Wednesday, June 15, 2005

Durable Good to Asset Class

I believe that the concept of home ownership has fundamentally changed in the United States in the past 3 years. Homes have been transformed from a durable good into an asset class. Historically, a home has been a long lasting durable good. It functioned as a place of shelter, security, and comfort. Homes were purchased for the tangible benefits they provided the owner. Today homes are an asset class. People buy homes because they believe they will receive a return from owning one. Even when someone buy a home for the tangible benefits it provides they still fundamentally believe they can and will make money from owning it. This shift helps to explain why 40% of the homes purchased in 2004 were for second-home or investment purposes. It also explains why transaction volume has doubled in the last few years. You live in a home, but you trade an asset.

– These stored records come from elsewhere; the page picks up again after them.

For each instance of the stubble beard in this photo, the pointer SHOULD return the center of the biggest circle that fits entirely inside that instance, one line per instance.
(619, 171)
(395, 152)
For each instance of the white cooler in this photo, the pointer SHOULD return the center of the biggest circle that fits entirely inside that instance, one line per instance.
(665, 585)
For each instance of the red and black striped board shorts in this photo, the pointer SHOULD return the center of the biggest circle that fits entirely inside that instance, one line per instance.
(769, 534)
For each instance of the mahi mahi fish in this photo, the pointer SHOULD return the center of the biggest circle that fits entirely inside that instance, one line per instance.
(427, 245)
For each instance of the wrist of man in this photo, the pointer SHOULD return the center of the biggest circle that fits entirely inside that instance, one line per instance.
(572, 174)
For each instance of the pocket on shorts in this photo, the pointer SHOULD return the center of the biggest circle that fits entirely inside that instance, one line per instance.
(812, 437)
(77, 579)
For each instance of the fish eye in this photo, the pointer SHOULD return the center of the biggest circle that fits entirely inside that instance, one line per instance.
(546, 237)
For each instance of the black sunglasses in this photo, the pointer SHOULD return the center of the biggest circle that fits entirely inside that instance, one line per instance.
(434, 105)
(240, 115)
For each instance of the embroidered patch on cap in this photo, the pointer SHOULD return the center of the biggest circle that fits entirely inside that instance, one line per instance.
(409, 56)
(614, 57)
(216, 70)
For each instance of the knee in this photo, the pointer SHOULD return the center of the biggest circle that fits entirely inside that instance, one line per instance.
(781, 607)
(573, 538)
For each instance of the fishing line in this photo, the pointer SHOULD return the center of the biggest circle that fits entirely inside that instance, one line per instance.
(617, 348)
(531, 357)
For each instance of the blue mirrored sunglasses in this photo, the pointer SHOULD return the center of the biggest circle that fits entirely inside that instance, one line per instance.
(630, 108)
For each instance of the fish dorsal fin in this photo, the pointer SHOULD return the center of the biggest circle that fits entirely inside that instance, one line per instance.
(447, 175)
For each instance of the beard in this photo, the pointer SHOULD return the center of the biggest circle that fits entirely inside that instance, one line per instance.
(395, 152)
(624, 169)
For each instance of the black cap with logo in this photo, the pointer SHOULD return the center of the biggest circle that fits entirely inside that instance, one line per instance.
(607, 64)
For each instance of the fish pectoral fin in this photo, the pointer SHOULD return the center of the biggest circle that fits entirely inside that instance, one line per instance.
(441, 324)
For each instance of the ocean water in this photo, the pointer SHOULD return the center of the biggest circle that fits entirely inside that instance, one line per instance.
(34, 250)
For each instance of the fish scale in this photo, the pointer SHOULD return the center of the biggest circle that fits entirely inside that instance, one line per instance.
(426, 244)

Homes are a perverted asset class. Unlike stocks, bonds, or even commercial real estate an occupied home produces no income. And in the hottest markets the income from renting a home does not cover the mortgage payment. Homes are not easily traded and have high transactions costs for doing so. But if enough people see their homes as investments, than homes become an asset class.

If homes are an asset they can lose money, a lot of money and many people can get hurt. If homes are an asset people are going to sell them just like they sell stocks or bonds when they depreciate. This is in sharp contrast to the past when people thought of their homes principally as a place to live and thus a downturn gave them no reason to exit, because a fall in financial value changed nothing about the tangible benefits a home provides (shelter, security, etc.). However, a fall in value changes a lot about the benefits an asset provides (returns). It will be very easy for the investors who bought 40% of homes last year to walk if home values fall, because they don't live in their assets.